Impact of groundwater flow on methane gas migration and retention in unconsolidated aquifers.

Methane leaking at depth from hydrocarbon wells poses an environmental and safety hazard. However, determining the occurrence and magnitude of gas migration at ground surface is challenging, as part of the leaking gas is retained during upward migration. We investigated migration through unconsolidated sedimentary aquifers using a two-phase, two-component (water and methane) flow and transport model constructed in DuMux. A sensitivity analysis for migration through a 60 m thick sandy aquifer showed that retention by dissolution can be significant even with low groundwater Darcy velocities of 1 m.yr-1. Retention was negligible in the absence of groundwater flow. Besides groundwater velocity, both hydrogeological (permeability, entry pressure, pore-size distribution, and residual gas saturation) and leakage conditions (depth, magnitude and spatial dimensions) determined model outcomes. Additional simulations with interbedded finer grained sediments resulted in substantial lateral spreading of migrating gas. This delayed upward migration and enhanced retention in overlying sandy units where groundwater velocities are highest. Overall, the results of this study show that for unconsolidated aquifer systems and the most commonly observed leakage rates (0.1-10 m3.d-1), significant amounts of migrating methane can be retained due to dissolution into laterally flowing groundwater. Consequently, resulting atmospheric methane emissions above such leaks may be delayed with decades after the onset of leakage, significantly reduced, or prevented entirely.
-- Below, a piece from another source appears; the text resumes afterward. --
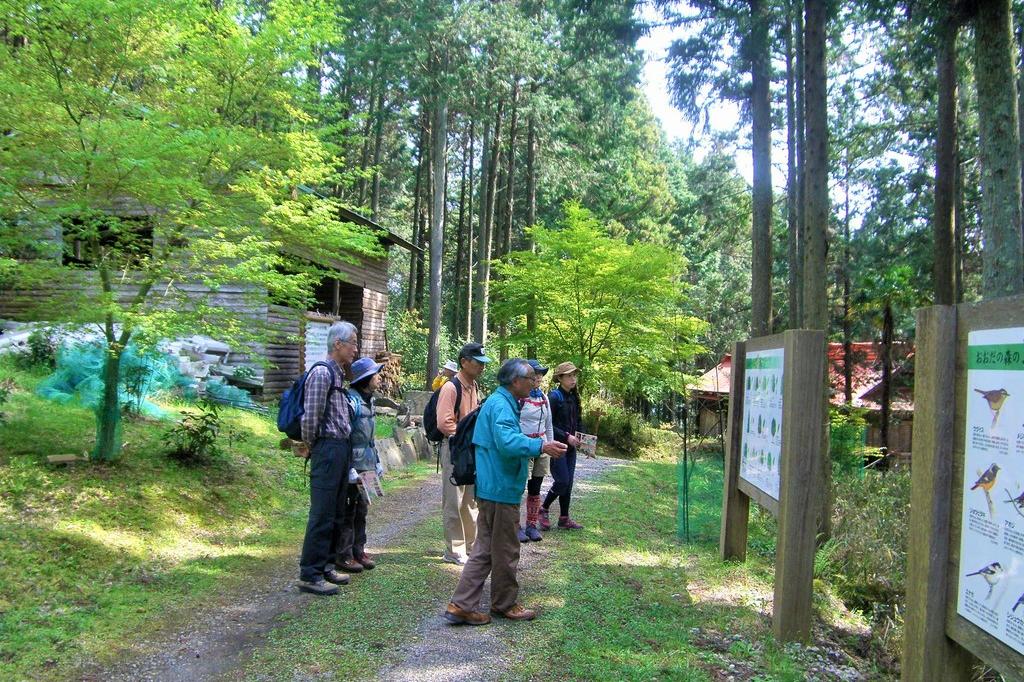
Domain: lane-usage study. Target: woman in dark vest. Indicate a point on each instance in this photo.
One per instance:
(566, 416)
Occurrence and fate of methane leakage from cut and buried abandoned gas wells in the Netherlands.

Methane leakage caused by well integrity failure was assessed at 28 abandoned gas wells and 1 oil well in the Netherlands, which have been plugged, cut and buried to below the ground surface (≥3 mbgl). At each location, methane concentrations were thoroughly scanned at the surface. A static chamber setup was used to measure methane flow rates from the surface as well as from 1 m deep holes drilled using a hand auger. An anomalously high flow rate from 1 m depth combined with isotopic confirmation of a thermogenic origin revealed ongoing leakage at 1 of the 29 wells (3.4%), that had gone undetected by surficial measurements. Gas fluxes at the other sites were due to shallow production of biogenic methane. Detailed investigation at the leaking well (MON-02), consisting of 28 flux measurements conducted in a 2 × 2 m grid from holes drilled to 1 and 2 m depth, showed that flux magnitude was spatially heterogeneous and consistently larger at 2 m depth compared to 1 m. Isotopic evidence revealed oxidation accounted for roughly 25% of the decrease in flux towards the surface. The estimated total flux from the well (443 g CH4 hr-1) was calculated by extrapolation of the individual flow rate measurements at 2 m depth and should be considered an indicative value as the validity of the estimate using our approach requires confirmation by modelling and/or experimental studies. Together, our findings show that total methane emissions from leaking gas wells in the Netherlands are likely negligible compared to other sources of anthropogenic methane emissions (e.g. <1% of emissions from the Dutch energy sector). Furthermore, subsurface measurements greatly improve the likelihood of detecting leakage at buried abandoned wells and are therefore essential to accurately assess their greenhouse gas emissions and explosion hazards.

Impact of an historic underground gas well blowout on the current methane chemistry in a shallow groundwater system.

Blowouts present a small but genuine risk when drilling into the deep subsurface and can have an immediate and significant impact on the surrounding environment. Nevertheless, studies that document their long-term impact are scarce. In 1965, a catastrophic underground blowout occurred during the drilling of a gas well in The Netherlands, which led to the uncontrolled release of large amounts of natural gas from the reservoir to the surface. In this study, the remaining impact on methane chemistry in the overlying aquifers was investigated. Methane concentrations higher than 10 mg/L (n = 12) were all found to have δ13C-CH4 values larger than -30‰, typical of a thermogenic origin. Both δ13C-CH4 and δD-CH4 correspond to the isotopic composition of the gas reservoir. Based on analysis of local groundwater flow conditions, this methane is not a remnant but most likely the result of ongoing leakage from the reservoir as a result of the blowout. Progressive enrichment of both δ13C-CH4 and δD-CH4 is observed with increasing distance and decreasing methane concentrations. The calculated isotopic fractionation factors of εC = 3 and εD = 54 suggest anaerobic methane oxidation is partly responsible for the observed decrease in concentrations. Elevated dissolved iron and manganese concentrations at the fringe of the methane plume show that oxidation is primarily mediated by the reduction of iron and manganese oxides. Combined, the data reveal the long-term impact that underground gas well blowouts may have on groundwater chemistry, as well as the important role of anaerobic oxidation in controlling the fate of dissolved methane.